Rouviot descarta que, alguien que la admiraba tanto, debía saber cuál fue su final. Sin dudas, estaba al tanto de que la familia de Camille Claudel decidió internarla en un hospital psiquiátrico, que su madre jamás la visitó, que su hermano, un adinerado poeta, se negó a pagar la pensión, que murió sola en un manicomio y fue enterrada en una fosa común. Ciertamente, Hernán no quería ese destino para él y, tal vez por eso se puso de novio con Sofía, para intentar acallar la voz que, desde adentro, peleaba por hacerse oír. Es probable que ese fuera también el motivo de la intempestiva reacción que tuvo al ver a Dante en la puerta de la facultad, invadiendo su universo público, y del ímpetu con el que rechazó su propuesta. En realidad, ese enojo era con él mismo por renunciar a su pasión ante el temor a perder todo lo que hasta entonces había sido su vida. Y debe admitir que, al menos por un tiempo, logró su cometido. Laura misma le había confesado que todo cambió cuando apareció Sofía, que ella trajo calma a la familia, y que a partir de su llegada, padre e hijo se acercaron, hicieron viajes juntos, e incluso Raúl terminó por aceptar la decisión de Hernán de ser filósofo.

Esos dichos le confirman que el rechazo de Raúl no tenía nada que ver con la carrera, sino con el miedo que le generaba la posible homosexualidad de Hernán. Por eso, cuando les presentó a su novia, la resistencia contra la filosofía desapareció de inmediato. Y otro tanto debe haberle ocurrido al joven, pues, según le contó Sofía, recién cuando ellos comenzaron a salir, pareció relajarse y pudo compartir más tiempo con su familia en un clima de felicidad. Y todo parecía haberse encaminado, pero la pulsión no cede, y es evidente que eso lo llevó a una solución sintomática: tener una doble vida. Ser a veces Hernán Hidalgo, el agradable hijo de una familia distinguida, y otras René, el enigmático joven que visitaba el pub Los Ases en busca de la compañía de un hombre.

—¿Por qué René? —se cuestiona, y la respuesta acude de modo inmediato.

No es extraño que un estudiante apasionado por la filosofía haya elegido el nombre de Descartes, iniciador de la filosofía moderna, aquel que destronó al padre todopoderoso, y se permitió dudar de la existencia misma de Dios, con una simple frase: cogito ergo sum. Pienso, luego existo.

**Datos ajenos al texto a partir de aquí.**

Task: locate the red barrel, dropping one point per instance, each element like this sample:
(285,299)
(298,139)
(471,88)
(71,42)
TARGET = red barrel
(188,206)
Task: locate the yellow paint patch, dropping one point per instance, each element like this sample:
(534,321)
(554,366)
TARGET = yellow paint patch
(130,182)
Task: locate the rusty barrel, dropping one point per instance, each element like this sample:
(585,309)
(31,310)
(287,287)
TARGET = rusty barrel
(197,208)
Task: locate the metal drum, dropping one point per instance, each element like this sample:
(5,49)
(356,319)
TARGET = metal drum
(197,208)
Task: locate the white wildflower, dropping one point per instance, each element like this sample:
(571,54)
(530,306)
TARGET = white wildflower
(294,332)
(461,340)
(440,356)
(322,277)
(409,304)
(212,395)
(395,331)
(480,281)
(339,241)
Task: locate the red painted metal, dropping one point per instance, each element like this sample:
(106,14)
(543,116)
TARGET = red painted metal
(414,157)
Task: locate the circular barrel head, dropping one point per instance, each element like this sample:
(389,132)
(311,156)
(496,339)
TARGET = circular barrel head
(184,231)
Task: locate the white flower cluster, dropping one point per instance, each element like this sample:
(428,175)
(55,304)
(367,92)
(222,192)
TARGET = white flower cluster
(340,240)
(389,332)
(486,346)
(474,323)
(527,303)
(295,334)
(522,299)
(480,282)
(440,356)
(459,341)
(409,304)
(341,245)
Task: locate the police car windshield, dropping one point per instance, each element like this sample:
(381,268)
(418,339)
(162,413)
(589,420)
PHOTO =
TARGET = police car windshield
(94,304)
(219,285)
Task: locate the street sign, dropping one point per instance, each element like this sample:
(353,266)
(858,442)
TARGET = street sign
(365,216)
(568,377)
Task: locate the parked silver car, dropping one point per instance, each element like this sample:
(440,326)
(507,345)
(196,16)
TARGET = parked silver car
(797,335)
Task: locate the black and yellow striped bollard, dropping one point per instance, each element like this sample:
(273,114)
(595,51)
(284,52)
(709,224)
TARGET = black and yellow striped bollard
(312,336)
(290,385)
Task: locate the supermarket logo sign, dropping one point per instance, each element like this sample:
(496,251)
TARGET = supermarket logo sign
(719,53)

Pero no siempre los síntomas resisten toda embestida, y por eso un día se desmoronó. Es posible que también él estuviera enamorado de Dante, y su declaración de amor haya hecho resurgir esa voz que hasta entonces permanecía encadenada en el fondo del abismo e, intentando acallarla, tomó una cantidad de drogas tal que le causó una muerte inmediata. Y eso es todo. Punto final para la vida de Hernán.

—Una historia que bien podría haber inspirado una tragedia griega —reflexiona, y ese pensamiento lo sacude.

La imagen de los griegos le recuerda el verdadero motivo de su búsqueda. Es cierto que cree haber desentramado la madeja del joven Hidalgo, pero ese nunca fue su objetivo. Muy por el contrario, su propósito es entender la otra tragedia, la que tiene como protagonista a Dante Santana y, casi sin advertirlo, sale de Callao y dobla en la avenida Córdoba con rumbo al Hospital de Clínicas.